Which brings us to last night, and the impact not just on the presidential race but on the here and now. The debate will have been watched in Moscow, in Tehran, in Pyongyang and elsewhere and one message will have been heard loud and clear: the US is led by a bumbling fool. Imagine how Hamas and Hezbollah will have reacted. With Iran in control, it was always pretty fanciful to think that US pressure could have much impact on the terror organisations directly. But after last night, the idea that Nasrallah is quaking lest the US be angered by Hezbollah’s increasing attacks on Israel is not so much a sick joke and plain idiotic.

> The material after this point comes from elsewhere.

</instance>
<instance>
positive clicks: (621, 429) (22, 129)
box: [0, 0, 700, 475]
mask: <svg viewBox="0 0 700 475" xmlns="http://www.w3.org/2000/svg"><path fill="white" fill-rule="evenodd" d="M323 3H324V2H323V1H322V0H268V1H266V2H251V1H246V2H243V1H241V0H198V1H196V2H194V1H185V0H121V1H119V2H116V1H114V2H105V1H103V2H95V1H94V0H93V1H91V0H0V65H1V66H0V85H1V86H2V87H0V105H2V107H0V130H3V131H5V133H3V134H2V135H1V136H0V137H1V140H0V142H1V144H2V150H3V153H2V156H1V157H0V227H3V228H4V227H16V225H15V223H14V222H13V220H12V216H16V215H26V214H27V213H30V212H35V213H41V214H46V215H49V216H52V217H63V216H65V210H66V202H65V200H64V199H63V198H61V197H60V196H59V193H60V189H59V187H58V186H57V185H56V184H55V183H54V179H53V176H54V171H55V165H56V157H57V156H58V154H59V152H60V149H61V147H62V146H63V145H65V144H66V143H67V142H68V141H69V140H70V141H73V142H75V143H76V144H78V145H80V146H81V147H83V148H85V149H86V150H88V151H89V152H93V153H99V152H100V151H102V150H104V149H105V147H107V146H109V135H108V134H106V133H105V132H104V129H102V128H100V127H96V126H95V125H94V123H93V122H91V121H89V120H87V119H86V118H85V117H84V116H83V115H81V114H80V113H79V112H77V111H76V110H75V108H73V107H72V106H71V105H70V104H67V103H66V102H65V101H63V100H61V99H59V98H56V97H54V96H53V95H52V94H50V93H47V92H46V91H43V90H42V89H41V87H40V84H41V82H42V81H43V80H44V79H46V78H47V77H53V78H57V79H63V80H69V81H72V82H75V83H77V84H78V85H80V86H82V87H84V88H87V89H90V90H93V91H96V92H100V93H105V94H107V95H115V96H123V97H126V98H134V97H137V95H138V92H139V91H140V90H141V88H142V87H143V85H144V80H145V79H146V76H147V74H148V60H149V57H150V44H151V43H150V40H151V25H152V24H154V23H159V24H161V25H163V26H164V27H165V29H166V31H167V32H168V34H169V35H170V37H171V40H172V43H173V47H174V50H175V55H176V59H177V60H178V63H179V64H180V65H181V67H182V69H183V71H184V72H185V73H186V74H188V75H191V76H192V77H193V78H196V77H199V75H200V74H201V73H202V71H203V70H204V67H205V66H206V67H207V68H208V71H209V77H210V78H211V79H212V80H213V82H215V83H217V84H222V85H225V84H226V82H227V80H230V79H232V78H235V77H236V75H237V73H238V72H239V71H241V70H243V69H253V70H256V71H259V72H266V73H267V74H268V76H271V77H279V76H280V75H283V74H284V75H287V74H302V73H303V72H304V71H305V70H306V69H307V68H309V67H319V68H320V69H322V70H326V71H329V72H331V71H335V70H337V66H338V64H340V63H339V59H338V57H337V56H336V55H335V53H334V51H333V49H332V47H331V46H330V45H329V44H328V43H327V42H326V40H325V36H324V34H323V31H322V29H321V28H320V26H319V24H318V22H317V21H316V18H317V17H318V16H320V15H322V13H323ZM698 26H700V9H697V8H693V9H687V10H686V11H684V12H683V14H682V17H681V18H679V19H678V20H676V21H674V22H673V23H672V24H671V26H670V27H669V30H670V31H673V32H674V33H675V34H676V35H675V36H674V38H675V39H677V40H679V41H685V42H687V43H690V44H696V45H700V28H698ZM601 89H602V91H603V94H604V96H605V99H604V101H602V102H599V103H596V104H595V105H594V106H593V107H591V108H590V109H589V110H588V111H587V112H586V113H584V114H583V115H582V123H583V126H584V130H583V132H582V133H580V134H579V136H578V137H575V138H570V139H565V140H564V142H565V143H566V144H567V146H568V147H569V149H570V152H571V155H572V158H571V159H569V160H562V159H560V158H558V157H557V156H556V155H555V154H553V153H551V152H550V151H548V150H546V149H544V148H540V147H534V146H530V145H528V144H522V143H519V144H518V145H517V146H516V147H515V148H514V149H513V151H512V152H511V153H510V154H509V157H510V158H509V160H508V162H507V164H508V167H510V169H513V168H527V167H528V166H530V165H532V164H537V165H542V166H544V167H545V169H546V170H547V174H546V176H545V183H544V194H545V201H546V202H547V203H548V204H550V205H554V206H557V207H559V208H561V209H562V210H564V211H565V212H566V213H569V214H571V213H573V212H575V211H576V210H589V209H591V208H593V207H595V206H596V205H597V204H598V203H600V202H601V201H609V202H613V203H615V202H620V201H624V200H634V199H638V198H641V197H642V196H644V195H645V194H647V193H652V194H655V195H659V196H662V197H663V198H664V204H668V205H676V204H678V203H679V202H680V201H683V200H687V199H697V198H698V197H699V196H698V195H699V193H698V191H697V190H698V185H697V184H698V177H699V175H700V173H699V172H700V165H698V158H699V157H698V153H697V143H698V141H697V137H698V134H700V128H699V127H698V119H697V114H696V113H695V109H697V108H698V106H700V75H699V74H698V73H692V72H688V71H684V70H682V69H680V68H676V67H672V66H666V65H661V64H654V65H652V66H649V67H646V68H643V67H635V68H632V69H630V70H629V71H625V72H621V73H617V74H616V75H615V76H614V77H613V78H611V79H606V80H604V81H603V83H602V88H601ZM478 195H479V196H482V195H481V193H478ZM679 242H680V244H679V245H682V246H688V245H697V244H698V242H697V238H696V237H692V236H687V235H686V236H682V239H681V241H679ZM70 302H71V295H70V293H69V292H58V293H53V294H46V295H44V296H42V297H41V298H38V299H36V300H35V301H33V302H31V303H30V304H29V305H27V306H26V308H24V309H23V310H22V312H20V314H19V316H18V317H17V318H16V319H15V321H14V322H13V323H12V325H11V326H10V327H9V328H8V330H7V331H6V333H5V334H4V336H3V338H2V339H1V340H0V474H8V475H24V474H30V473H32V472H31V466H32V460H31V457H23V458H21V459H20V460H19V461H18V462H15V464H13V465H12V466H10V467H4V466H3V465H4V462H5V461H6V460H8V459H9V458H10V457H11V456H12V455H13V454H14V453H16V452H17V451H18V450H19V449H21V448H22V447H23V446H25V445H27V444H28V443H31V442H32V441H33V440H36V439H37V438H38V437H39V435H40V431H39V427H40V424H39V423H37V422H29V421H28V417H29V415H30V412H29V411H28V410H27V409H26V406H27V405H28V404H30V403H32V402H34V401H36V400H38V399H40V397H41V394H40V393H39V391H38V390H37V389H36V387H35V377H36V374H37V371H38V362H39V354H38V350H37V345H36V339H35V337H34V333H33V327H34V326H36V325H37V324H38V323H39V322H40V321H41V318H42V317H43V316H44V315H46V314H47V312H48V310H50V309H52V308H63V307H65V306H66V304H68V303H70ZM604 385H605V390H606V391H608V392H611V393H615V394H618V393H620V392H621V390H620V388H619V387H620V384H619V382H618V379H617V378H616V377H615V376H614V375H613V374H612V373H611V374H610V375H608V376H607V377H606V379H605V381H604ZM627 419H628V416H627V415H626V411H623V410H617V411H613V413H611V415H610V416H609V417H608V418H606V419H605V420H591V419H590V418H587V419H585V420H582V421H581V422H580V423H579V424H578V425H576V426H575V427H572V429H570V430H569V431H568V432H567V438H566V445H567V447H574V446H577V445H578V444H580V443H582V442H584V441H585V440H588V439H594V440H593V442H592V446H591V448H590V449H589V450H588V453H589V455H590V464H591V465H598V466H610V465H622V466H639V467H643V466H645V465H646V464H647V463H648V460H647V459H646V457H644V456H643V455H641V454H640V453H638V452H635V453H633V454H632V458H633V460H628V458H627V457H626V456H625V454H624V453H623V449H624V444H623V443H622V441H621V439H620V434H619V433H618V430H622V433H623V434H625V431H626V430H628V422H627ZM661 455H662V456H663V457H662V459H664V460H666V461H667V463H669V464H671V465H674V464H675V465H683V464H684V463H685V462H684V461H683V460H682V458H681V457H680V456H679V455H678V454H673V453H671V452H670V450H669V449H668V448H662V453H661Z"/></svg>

As it is, tensions between Israel and the US have been worryingly open in recent weeks – at the very time when it is most vital that the US is seen as staunch in its support for its key regional ally. Add to that the (now surely impossible to refute) view that the US is as weak and – literally – pathetic as its leader, and the omens for the next few weeks and months are as bad as they have ever been.
Viewed in this context, the immediate issue that arises from last night’s debate is not whether Biden should be president for another term. And it’s not – appalling though the prospect may be – whether it should be Trump. It’s whether Biden should even be president for the remainder of this term.